XGBoost offers multiple methods to calculate feature importance, including the “total_gain” method, which measures the total gain of each feature across all splits in the model.
This example demonstrates how to configure XGBoost to use the “total_gain” method and retrieve the feature importance scores using scikit-learn’s XGBClassifier.
from sklearn.datasets import load_breast_cancer
from sklearn.model_selection import train_test_split
from xgboost import XGBClassifier
# Load the Breast Cancer Wisconsin dataset
data = load_breast_cancer()
X, y = data.data, data.target
# Split the data into train and test sets
X_train, X_test, y_train, y_test = train_test_split(X, y, test_size=0.2, random_state=42)
# Create an XGBClassifier with the importance_type parameter set to "total_gain"
model = XGBClassifier(n_estimators=100, learning_rate=0.1, importance_type="total_gain", random_state=42)
# Train the model
model.fit(X_train, y_train)
# Retrieve the "total_gain" feature importance scores
importance_scores = model.feature_importances_
# Print the feature importance scores along with feature names
for feature, score in zip(data.feature_names, importance_scores):
print(f"{feature}: {score}")
In this example, we load the Breast Cancer Wisconsin dataset and split it into train and test sets. We then create an instance of scikit-learn’s XGBClassifier
with the importance_type
parameter set to "total_gain"
. This configures XGBoost to calculate feature importance based on the total gain of each feature across all splits in the model.
After training the model on the training data, we retrieve the “total_gain” feature importance scores using the feature_importances_
attribute of the trained model. This attribute returns an array of importance scores, where each score corresponds to a feature in the dataset.

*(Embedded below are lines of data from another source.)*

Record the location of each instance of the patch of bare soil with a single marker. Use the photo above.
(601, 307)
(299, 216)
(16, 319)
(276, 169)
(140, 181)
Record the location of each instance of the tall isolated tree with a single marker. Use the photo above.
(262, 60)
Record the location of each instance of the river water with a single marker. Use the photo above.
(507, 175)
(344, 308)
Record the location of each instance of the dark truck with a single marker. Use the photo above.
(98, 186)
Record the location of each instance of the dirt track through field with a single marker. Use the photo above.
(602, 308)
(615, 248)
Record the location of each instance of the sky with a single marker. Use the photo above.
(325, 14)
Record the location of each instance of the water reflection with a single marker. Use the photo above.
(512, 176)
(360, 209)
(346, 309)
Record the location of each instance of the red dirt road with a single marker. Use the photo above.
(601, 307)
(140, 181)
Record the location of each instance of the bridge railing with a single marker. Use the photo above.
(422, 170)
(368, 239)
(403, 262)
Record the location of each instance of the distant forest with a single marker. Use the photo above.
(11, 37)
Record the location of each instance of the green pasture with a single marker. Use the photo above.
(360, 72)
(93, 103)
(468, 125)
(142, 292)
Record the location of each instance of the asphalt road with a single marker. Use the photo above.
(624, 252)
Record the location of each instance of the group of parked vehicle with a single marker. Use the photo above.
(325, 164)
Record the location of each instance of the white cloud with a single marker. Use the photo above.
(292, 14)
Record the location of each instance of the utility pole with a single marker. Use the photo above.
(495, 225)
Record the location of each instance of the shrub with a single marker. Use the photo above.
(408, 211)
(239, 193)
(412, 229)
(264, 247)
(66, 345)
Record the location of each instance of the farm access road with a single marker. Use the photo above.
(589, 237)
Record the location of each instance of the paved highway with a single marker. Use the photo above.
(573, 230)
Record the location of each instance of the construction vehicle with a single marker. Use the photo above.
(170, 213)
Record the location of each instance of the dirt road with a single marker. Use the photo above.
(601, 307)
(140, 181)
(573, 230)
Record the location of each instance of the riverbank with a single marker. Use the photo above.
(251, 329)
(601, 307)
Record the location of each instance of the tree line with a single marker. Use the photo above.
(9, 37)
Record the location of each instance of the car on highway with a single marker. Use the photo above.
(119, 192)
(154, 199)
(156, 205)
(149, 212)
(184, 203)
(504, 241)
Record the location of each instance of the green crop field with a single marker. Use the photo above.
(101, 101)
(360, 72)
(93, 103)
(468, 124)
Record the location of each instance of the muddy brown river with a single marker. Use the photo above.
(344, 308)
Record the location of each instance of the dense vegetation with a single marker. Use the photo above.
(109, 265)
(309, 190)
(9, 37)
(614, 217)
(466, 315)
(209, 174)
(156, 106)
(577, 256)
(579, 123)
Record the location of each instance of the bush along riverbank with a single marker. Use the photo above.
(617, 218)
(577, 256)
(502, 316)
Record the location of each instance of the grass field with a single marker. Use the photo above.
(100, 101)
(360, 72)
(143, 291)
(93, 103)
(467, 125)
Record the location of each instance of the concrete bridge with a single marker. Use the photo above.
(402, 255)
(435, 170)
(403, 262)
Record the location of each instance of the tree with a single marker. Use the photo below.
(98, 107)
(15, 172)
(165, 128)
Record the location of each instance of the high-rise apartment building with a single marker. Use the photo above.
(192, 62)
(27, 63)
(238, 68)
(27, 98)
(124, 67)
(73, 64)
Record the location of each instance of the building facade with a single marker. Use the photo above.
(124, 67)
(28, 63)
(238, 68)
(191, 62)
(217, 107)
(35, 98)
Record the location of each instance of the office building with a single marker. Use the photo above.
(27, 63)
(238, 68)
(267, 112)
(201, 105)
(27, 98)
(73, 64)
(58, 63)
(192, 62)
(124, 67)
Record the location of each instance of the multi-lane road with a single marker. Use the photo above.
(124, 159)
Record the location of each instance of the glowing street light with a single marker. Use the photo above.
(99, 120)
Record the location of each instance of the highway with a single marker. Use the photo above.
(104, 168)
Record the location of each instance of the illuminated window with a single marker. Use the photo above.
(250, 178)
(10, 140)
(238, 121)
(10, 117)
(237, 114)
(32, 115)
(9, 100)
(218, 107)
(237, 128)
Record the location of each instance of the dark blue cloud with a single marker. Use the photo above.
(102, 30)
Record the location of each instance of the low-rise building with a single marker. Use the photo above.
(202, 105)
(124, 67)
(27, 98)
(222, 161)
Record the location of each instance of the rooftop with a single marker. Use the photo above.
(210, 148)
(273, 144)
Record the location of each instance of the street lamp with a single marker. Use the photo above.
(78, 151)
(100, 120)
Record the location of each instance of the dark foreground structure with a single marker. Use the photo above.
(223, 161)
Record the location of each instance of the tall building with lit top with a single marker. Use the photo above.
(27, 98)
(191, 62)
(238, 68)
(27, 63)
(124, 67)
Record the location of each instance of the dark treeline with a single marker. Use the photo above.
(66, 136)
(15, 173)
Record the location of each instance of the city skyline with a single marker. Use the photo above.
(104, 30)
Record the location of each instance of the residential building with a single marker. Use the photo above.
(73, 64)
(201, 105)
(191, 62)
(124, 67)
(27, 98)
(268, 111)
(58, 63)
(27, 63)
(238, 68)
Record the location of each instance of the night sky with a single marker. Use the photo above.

Finally, we print the feature importance scores along with their corresponding feature names using the feature_names
attribute of the loaded dataset.
The “total_gain” feature importance method is particularly useful when you want to understand the overall contribution of each feature to the model’s performance, considering both the frequency of splits and the magnitude of the gains. By setting the importance_type
parameter to "total_gain"
when creating an XGBoost model with scikit-learn, you can easily calculate and retrieve these importance scores, providing valuable insights into the relative significance of each feature in the model’s decision-making process.